Mink oil: Heavy penetration, good repellent. Will darken leather extremely so.Originally it did contain some mink oil. Probably not so much anymore.
Cremes such as Carnuba: Less penetrating, but effective. Generally will give a slight gloss when buffed, waxy finish, not long lasting.
Products like Feibings Snow-Proof: Waxy finish. Buff when dry. Very good repellent, but not long lasting.
In general, each product has it's use, and should be matched with the article you want to protect. E.G.- Boots - use mink oil. Lexol - natural colored leathers.

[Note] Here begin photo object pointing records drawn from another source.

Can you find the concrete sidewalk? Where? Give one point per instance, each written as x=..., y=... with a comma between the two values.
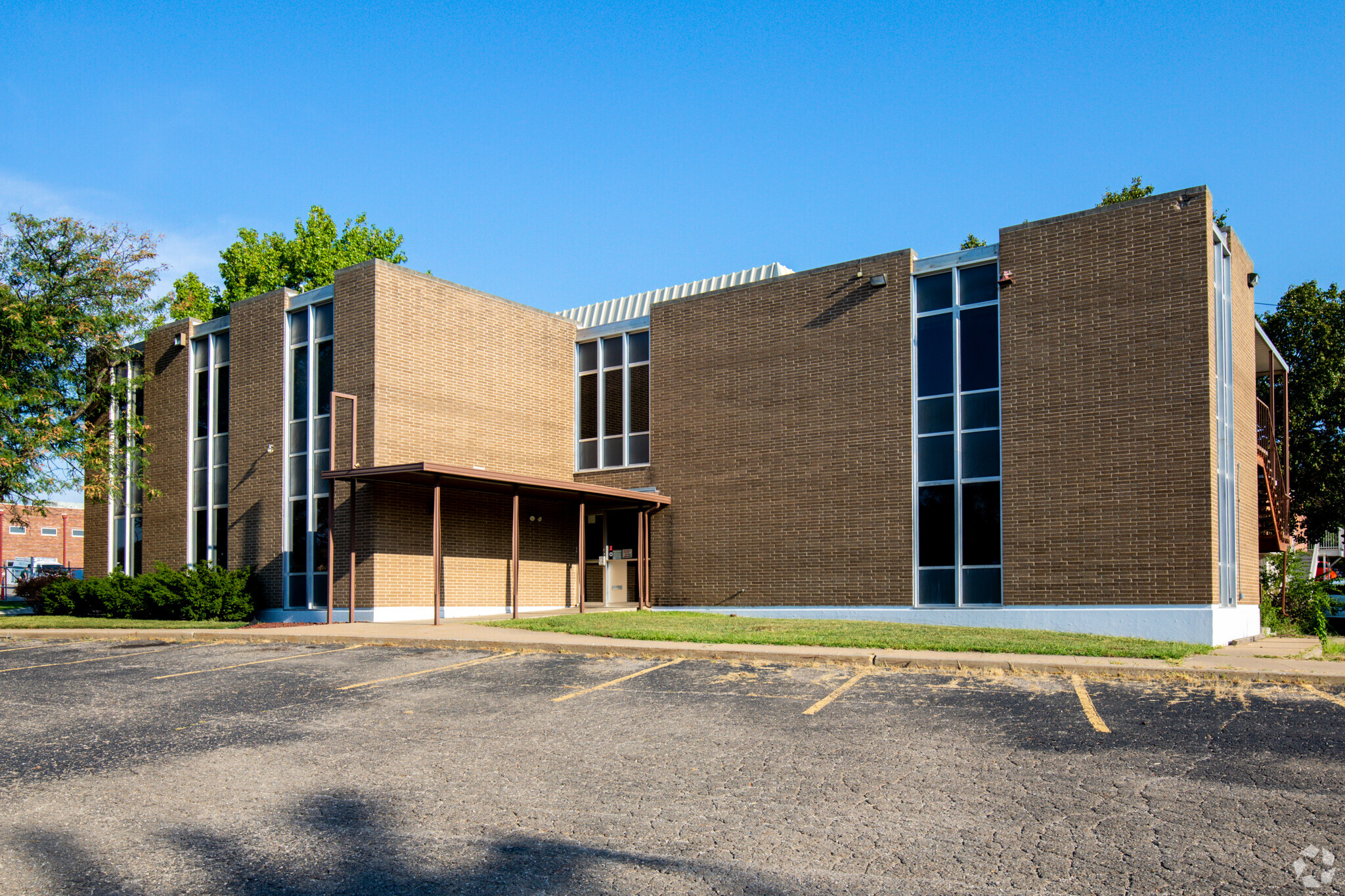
x=1266, y=660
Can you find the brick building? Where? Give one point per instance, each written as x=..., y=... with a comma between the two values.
x=1060, y=430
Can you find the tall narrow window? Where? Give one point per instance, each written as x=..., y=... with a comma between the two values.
x=125, y=531
x=309, y=454
x=210, y=450
x=958, y=477
x=612, y=395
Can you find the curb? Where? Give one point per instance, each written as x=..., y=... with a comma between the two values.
x=835, y=656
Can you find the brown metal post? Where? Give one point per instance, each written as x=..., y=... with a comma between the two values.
x=583, y=559
x=514, y=563
x=354, y=486
x=331, y=547
x=437, y=554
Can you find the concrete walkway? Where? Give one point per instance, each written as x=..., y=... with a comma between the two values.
x=1266, y=660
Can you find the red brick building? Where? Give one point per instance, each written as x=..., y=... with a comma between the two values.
x=1060, y=430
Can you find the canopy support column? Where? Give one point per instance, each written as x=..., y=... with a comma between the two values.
x=437, y=554
x=514, y=562
x=583, y=563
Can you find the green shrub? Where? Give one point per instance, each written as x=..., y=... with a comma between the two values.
x=1297, y=601
x=197, y=594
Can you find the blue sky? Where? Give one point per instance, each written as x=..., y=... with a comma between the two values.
x=567, y=154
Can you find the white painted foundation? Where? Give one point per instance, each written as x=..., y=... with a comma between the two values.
x=1210, y=625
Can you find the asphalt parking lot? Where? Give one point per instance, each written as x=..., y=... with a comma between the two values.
x=221, y=767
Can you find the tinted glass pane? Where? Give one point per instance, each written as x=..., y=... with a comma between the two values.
x=981, y=523
x=639, y=347
x=934, y=292
x=202, y=538
x=322, y=320
x=320, y=536
x=299, y=475
x=320, y=464
x=612, y=351
x=299, y=536
x=586, y=456
x=298, y=591
x=981, y=349
x=612, y=452
x=221, y=399
x=222, y=536
x=979, y=454
x=934, y=340
x=937, y=586
x=639, y=449
x=640, y=398
x=299, y=437
x=981, y=586
x=935, y=457
x=299, y=327
x=981, y=410
x=978, y=284
x=612, y=410
x=299, y=385
x=324, y=378
x=202, y=403
x=935, y=414
x=588, y=406
x=938, y=526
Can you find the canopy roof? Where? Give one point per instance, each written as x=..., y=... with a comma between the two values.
x=474, y=480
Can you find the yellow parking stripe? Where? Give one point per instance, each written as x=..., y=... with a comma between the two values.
x=64, y=644
x=116, y=656
x=617, y=681
x=1086, y=702
x=1338, y=702
x=822, y=704
x=426, y=672
x=237, y=666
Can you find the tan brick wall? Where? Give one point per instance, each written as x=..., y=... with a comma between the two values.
x=1245, y=422
x=1109, y=454
x=257, y=419
x=167, y=417
x=34, y=544
x=782, y=431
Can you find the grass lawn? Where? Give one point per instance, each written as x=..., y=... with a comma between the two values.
x=712, y=628
x=97, y=622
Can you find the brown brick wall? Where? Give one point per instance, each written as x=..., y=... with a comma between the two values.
x=257, y=419
x=1245, y=422
x=167, y=417
x=34, y=544
x=1109, y=406
x=782, y=431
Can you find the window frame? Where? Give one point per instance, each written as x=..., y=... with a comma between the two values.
x=958, y=480
x=599, y=372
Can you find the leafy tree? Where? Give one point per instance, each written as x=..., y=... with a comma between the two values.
x=1308, y=327
x=261, y=263
x=194, y=299
x=73, y=299
x=1137, y=190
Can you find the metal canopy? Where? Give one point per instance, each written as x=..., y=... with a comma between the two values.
x=470, y=479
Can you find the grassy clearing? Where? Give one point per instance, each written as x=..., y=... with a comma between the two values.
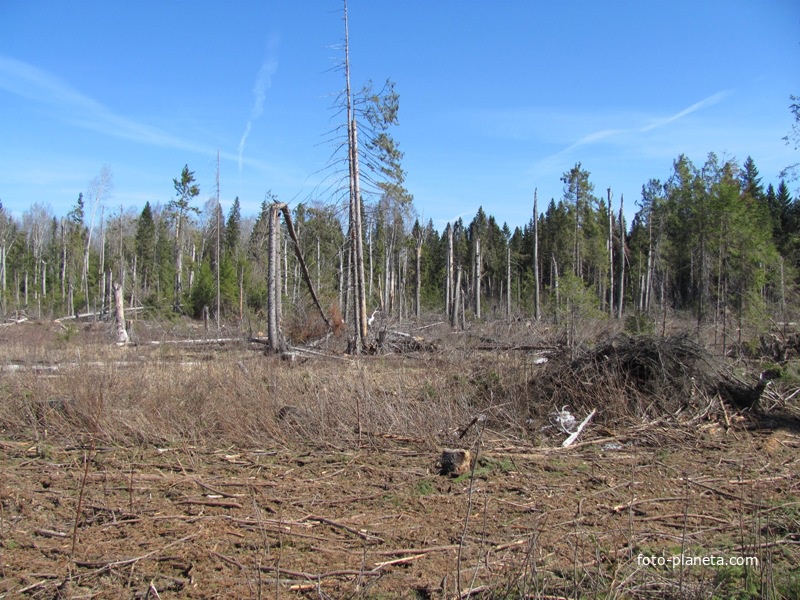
x=184, y=470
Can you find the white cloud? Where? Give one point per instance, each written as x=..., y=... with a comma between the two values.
x=262, y=84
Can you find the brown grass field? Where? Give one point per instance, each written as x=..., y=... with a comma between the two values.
x=171, y=471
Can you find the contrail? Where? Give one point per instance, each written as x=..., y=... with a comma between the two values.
x=710, y=101
x=262, y=84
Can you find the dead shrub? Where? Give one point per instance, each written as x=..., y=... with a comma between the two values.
x=638, y=377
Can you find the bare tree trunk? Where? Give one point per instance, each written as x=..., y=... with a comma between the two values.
x=555, y=286
x=610, y=258
x=456, y=298
x=178, y=263
x=287, y=216
x=450, y=285
x=219, y=226
x=119, y=315
x=478, y=277
x=508, y=281
x=63, y=259
x=274, y=338
x=621, y=259
x=369, y=247
x=537, y=307
x=356, y=239
x=417, y=293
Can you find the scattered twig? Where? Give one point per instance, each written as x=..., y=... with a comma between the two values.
x=574, y=436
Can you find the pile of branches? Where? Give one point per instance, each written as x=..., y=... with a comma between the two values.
x=640, y=377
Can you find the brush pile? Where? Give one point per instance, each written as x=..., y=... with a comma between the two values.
x=640, y=377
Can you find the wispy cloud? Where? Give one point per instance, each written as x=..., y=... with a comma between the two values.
x=632, y=136
x=704, y=103
x=75, y=108
x=262, y=84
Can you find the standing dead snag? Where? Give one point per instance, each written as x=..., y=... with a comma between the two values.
x=275, y=342
x=119, y=315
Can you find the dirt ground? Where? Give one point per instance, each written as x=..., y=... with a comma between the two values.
x=370, y=516
x=379, y=522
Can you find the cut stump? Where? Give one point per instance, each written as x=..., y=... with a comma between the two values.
x=455, y=462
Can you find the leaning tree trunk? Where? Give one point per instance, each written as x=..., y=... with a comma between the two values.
x=417, y=305
x=537, y=308
x=610, y=258
x=287, y=217
x=621, y=259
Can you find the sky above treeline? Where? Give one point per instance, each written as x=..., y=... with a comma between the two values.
x=497, y=98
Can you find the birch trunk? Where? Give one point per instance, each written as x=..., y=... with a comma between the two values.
x=274, y=341
x=478, y=277
x=621, y=259
x=610, y=258
x=537, y=307
x=119, y=315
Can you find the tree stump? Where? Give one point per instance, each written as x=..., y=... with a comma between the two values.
x=455, y=462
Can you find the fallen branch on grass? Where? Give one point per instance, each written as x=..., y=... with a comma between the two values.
x=571, y=439
x=362, y=534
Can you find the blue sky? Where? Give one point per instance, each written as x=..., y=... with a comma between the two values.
x=497, y=98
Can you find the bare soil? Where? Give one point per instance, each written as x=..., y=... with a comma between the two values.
x=365, y=514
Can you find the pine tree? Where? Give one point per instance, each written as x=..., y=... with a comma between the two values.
x=186, y=190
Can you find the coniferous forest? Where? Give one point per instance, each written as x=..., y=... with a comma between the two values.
x=713, y=243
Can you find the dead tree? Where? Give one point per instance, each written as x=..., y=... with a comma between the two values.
x=610, y=258
x=417, y=305
x=303, y=267
x=621, y=258
x=536, y=303
x=356, y=238
x=449, y=306
x=478, y=278
x=119, y=315
x=275, y=341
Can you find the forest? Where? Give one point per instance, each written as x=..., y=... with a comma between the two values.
x=712, y=242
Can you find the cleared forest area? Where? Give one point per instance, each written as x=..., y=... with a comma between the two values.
x=213, y=470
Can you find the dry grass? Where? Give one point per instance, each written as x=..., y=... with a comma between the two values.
x=193, y=453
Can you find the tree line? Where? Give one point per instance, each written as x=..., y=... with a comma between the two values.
x=711, y=241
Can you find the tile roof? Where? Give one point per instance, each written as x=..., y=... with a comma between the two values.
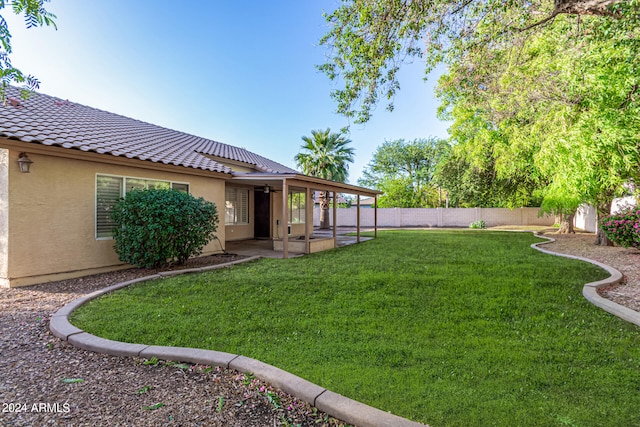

Biggest rule: DO NOT OVER APPLY. Soaking in oils will eventually cause the leather to deteriorate, and is especially harsh on stitching. Applying very very light coatings is much more effective. ESPECIALLY do not overapply to fitted or molded holsters. The idea is that we shape the holsters to fit individual guns, and the leather will maintain it's shape for a good while, but too much oil will soften and make the holster less retentive, and could become dangerous.
There are lots of different finishes to apply over the leathers. They vary from acrylic to petroleum distillates. Some are semi gloss (Atom Wax, Resolene), some highly shiny (Clear Lac, Neat-Lac). You can actually use Mop and Glo, mixed with water to 50-50, for a good protective top coat.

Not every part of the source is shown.